浜賀さんのこと (3)
浜賀さんは絵がとても好きでした。書斎の壁には畦地梅太郎や熊谷榧の版画が飾ってありました。熊谷榧はともかく、畦地梅太郎の版画は私にはとても風変わりに思えたのですが、浜賀さんはこの人の作品が気に入って何枚も購入しておられたようです。
浜賀さんが一番好きな画家はピカソです。ピカソに関する本をたくさん集め、熱心に研究しておられました。2008年の秋に国立新美術館で開催されたピカソ展にいっしょに行ったのですが、とても満足しておられました。特に「朝鮮の虐殺」という大きな絵が気に入ったようでした。美術館で絵を観ることは浜賀さんのご病気によい影響がるようでした。それで、いっしょにあちこちの美術館を回りました。
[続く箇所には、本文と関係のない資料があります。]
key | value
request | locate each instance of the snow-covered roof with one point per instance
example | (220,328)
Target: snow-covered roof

順不同で思い出すままにご一緒した展覧会や美術館を挙げてみます。
岡本太郎美術館(川崎市)、板橋区立美術館、江戸東京博物館(ボストン美術館展)、横浜美術館(セザンヌ展)、小野忠重版画館(阿佐ヶ谷)、町田国国際版画館(小野忠重展)、東京藝術大学美術館(シャガール展)、猪熊玄一郎展、熊谷榧展など。
浜賀さんは写実性の強い作品は好きでなく、強くデフォルメされた作品や抽象画を好まれました。私とは趣味が違い、絵画についてはなかなか一致点が見出せませんでした。
浜賀さんは若いころには、自分でも油絵を描いておられました。山の絵が多かったそうです。ほとんど人にあげてしまったということで、手元には数枚残っているだけでした。やはりデフォルメされた絵でした。浜賀さんの絵をとても気に入ったか、と訊かれれば、答えは「うーん」です。うまい絵だったかと訊かれれば、これも「うーん」です。文学も同じなのですが、やはり浜賀さんは実作よりも評論・研究に優れていたと言うべきなのかもしれません。